Материал из Викитеки — свободной библиотеки
Пробуждение
автор Валентин Петрович Катаев
Дата создания: 1912, опубл.: 1912. Источник: Прообуждение. — Одесса, тип. С. Н. Скарлато, 1912. — 14 с. Скан: 1, 2, 3, 4, 5, 6, 7

ПРОБУЖДЕНИЕ
(РАССКАЗ)

I[править]

Николай Степанович Расколин ожидал на станции N пересадочного поезда. Весь его багаж, состоящий из небольшого чемодана и пледа, лежал на столе зала III-го класса, а сам он бесцельно глядел в окно. На душе у него было тоскливо, вся жизнь казалась ему такой неприветливой, такой тягостной. Ему ещё не было и двадцати пяти лет, а под глазами уж легли заметные морщинки, да и вся его фигура, слегка сутуловатая, как бы говорила о пережитых волнениях.

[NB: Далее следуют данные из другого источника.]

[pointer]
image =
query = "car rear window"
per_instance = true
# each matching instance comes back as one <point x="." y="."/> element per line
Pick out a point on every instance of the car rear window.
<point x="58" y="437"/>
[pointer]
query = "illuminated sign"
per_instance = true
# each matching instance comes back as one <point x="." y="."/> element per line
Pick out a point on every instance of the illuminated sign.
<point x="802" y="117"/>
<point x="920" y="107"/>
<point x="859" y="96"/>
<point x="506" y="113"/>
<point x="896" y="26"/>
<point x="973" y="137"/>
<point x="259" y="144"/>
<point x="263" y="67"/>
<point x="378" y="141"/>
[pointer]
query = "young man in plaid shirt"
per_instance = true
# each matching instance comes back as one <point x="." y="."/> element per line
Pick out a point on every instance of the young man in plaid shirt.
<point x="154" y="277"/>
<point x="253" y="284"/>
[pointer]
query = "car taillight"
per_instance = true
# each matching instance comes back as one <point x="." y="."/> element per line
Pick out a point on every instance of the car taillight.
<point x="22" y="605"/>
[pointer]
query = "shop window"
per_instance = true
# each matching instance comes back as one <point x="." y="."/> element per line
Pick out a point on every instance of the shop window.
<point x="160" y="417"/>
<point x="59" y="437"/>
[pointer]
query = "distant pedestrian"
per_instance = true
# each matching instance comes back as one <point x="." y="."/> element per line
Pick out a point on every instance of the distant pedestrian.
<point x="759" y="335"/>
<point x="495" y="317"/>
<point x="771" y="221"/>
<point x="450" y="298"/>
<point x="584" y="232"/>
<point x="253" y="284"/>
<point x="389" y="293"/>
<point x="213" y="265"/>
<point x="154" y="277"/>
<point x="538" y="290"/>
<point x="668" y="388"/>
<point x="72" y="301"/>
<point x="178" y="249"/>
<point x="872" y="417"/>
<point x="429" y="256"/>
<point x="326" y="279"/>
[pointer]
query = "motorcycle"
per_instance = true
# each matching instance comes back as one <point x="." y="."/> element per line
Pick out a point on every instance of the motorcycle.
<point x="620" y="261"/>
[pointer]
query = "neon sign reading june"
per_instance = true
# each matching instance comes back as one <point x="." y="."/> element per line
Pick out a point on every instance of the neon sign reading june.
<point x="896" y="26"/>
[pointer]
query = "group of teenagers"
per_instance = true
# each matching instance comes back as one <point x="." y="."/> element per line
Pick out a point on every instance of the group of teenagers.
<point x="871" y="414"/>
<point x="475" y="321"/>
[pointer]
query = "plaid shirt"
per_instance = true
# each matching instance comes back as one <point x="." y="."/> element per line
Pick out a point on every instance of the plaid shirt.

Припомнилась ему смутная пора 1905 года.

Только что окончив университет, он, ещё не разочарованный горьким опытом, ещё полный нравственных и физических сил, вступил на житейский путь. И вот, увлеченный какими-то фантастическими идеями, под влиянием дурной среды, он с револьвером в руке стоит на баррикаде. Затем, как какой-то кошмар, вспомнил он арест, суд и наконец ссылку.

Но вот окончился нескончаемо длинный срок ссылки, он свободен, но жизнь разбита, жизнь юная, прекрасная, полная сил и надежд. Истратив последние деньги, он добрался до Москвы. И в надежде хоть на материальную поддержку обратился к сыну банкира, с которым дружил ещё будучи студентом.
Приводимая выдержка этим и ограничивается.